The Vicsek model of flocking is deliberately minimal. Particles move at constant speed, align with their neighbors' average direction, and experience noise. The result: at low noise, global order — all particles moving in the same direction. At high noise, disorder. Between them, a sharp phase transition. The model captures the essential physics of collective motion in two ingredients and one parameter.
Gaur, Saha, and Paul (2602.21338) add one more ingredient: a vision cone. Each particle can only see neighbors within a forward-facing angular sector. This is realistic — birds see mostly forward, fish have lateral blind spots, even bacteria respond preferentially to stimuli ahead of them. The mathematical consequence is non-reciprocal interaction: particle A influences particle B, but B may not influence A, because B is behind A and outside its vision cone.
The result is a transition from global flocking to local clustering. As the vision angle narrows, global coherent motion breaks down. But it doesn't dissolve into random noise. Instead, small clusters form — groups of particles that maintain local alignment without global coordination. The clusters are internally ordered and externally independent. They persist, merge, split, and reform.
The physics of this transition is different from the standard order-disorder transition in the Vicsek model. The standard transition is driven by noise overwhelming alignment. This new transition is driven by information loss — narrow vision means each particle has access to fewer neighbors, and the alignment signal degrades not because of randomness but because of incompleteness. The particle is doing exactly what it should with the information it has. It just doesn't have enough.
The velocity-component distributions change character at the transition. In the globally ordered phase, one component of velocity (along the mean direction) has a narrow distribution while the perpendicular component is broad. In the clustered phase, both components are broad but show local correlations — within a cluster, particles agree on direction, but the directions of different clusters are uncorrelated. The correlation function reveals the cluster structure: strong short-range correlations decaying at a length scale that corresponds to the cluster size.
The relationship between density clustering and velocity coherence is causal, not coincidental. Velocity coherence creates density clustering, not the other way around. Particles that happen to face the same direction tend to collect in the same region because they're all moving the same way. This density enhancement then reinforces the velocity coherence because the particles in the cluster see mostly each other. It's a positive feedback loop, but one that saturates at the cluster scale — there's no mechanism to align clusters with each other.
High noise combined with narrow vision eliminates everything — no global order, no local clusters, just noise. This makes sense: noise destroys the alignment signal, and narrow vision means there isn't much signal to begin with. The two effects multiply rather than add. A system can tolerate high noise with wide vision, or narrow vision with low noise, but not both.

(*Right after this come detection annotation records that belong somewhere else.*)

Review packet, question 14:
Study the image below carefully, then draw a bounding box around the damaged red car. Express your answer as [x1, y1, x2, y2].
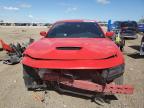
[22, 20, 133, 98]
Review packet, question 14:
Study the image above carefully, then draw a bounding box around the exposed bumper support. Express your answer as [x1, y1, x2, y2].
[60, 80, 134, 94]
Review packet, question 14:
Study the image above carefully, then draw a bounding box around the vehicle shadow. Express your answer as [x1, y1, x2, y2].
[56, 91, 118, 106]
[127, 53, 144, 59]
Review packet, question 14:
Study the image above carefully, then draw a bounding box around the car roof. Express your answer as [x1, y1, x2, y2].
[56, 19, 96, 23]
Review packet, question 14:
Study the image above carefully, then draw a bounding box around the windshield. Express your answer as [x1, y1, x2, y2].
[47, 22, 104, 38]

The ecological interpretation is clear. Real animal groups — flocks of starlings, schools of sardines — show exactly this clumpy, locally-ordered-but-globally-disordered structure. The standard Vicsek model predicts smooth global order that isn't observed. The vision cone modification produces the observed structure from a mechanistically realistic constraint. Animals don't have 360-degree awareness. The clumps are a consequence of this limitation, not of complex behavioral rules.